Title: Nanophotonics: from fundamentals to applications
Speaker:Prof. Shanhui Fan(Department of Electrical Engineering, Stanford University, USA)
Time:9:30am, July 16, 2012
Venue:Salon Room, Institute of Semiconductors, CAS

Abstract:Nanophotonic structures, where the minimum feature sizes are reduced to below a single wavelength, offers tremendous new opportunities for controlling light-matter interactions towards new device opportunities. In this talk, I will review some of our recent works towards elucidating the basic physics of nanophotonic structures, and towards exploiting nanophotonic structures for applications in information and energy technology.
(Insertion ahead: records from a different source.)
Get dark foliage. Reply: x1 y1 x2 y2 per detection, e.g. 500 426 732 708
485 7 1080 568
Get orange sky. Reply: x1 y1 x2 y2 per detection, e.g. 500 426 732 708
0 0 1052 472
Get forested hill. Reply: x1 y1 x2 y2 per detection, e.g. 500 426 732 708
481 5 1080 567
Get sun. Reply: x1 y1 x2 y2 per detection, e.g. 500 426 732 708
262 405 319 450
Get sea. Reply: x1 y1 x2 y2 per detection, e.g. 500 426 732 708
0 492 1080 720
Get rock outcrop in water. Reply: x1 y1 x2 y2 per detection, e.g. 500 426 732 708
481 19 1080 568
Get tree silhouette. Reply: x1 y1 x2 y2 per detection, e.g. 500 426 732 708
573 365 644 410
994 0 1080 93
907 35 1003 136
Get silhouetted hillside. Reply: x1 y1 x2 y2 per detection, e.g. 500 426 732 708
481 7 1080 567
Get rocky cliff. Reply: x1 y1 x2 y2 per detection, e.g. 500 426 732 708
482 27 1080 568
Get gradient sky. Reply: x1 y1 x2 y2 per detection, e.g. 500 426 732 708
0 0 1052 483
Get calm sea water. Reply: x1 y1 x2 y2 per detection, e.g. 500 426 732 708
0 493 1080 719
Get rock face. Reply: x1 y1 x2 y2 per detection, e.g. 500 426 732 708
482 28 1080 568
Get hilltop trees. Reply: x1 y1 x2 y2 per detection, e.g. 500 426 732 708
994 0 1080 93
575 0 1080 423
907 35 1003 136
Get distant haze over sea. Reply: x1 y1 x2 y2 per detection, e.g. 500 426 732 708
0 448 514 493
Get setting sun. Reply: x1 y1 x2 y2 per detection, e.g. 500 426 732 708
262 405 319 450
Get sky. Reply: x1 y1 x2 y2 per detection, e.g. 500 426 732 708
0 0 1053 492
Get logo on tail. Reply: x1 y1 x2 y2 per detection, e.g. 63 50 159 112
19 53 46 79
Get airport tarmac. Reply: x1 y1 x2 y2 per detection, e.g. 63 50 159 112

Biography: Shanhui Fan is an Associate Professor of Electrical Engineering at the Stanford University. He received his Ph. D in 1997 in theoretical condensed matter physics from the Massachusetts Institute of Technology (MIT), and was a research scientist at the Research Laboratory of Electronics at MIT prior to his appointment at Stanford. His research interests are in computational and theoretical studies of solid state and photonic structures and devices, especially photonic crystals, plasmonics, and meta-materials. He has published 240 refereed journal articles that were cited over 15,000 times with an h-index of 58, has given over 180 invited talks, and was granted 43 US patents. Prof. Fan received a National Science Foundation Career Award (2002), a David and Lucile Packard Fellowship in Science and Engineering (2003), the National Academy of Sciences Award for Initiative in Research (2007), and the Adolph Lomb Medal from the Optical Society of America (2007). He is a Fellow of the American Physical Society, the Optical Society of America, the SPIE, and the IEEE.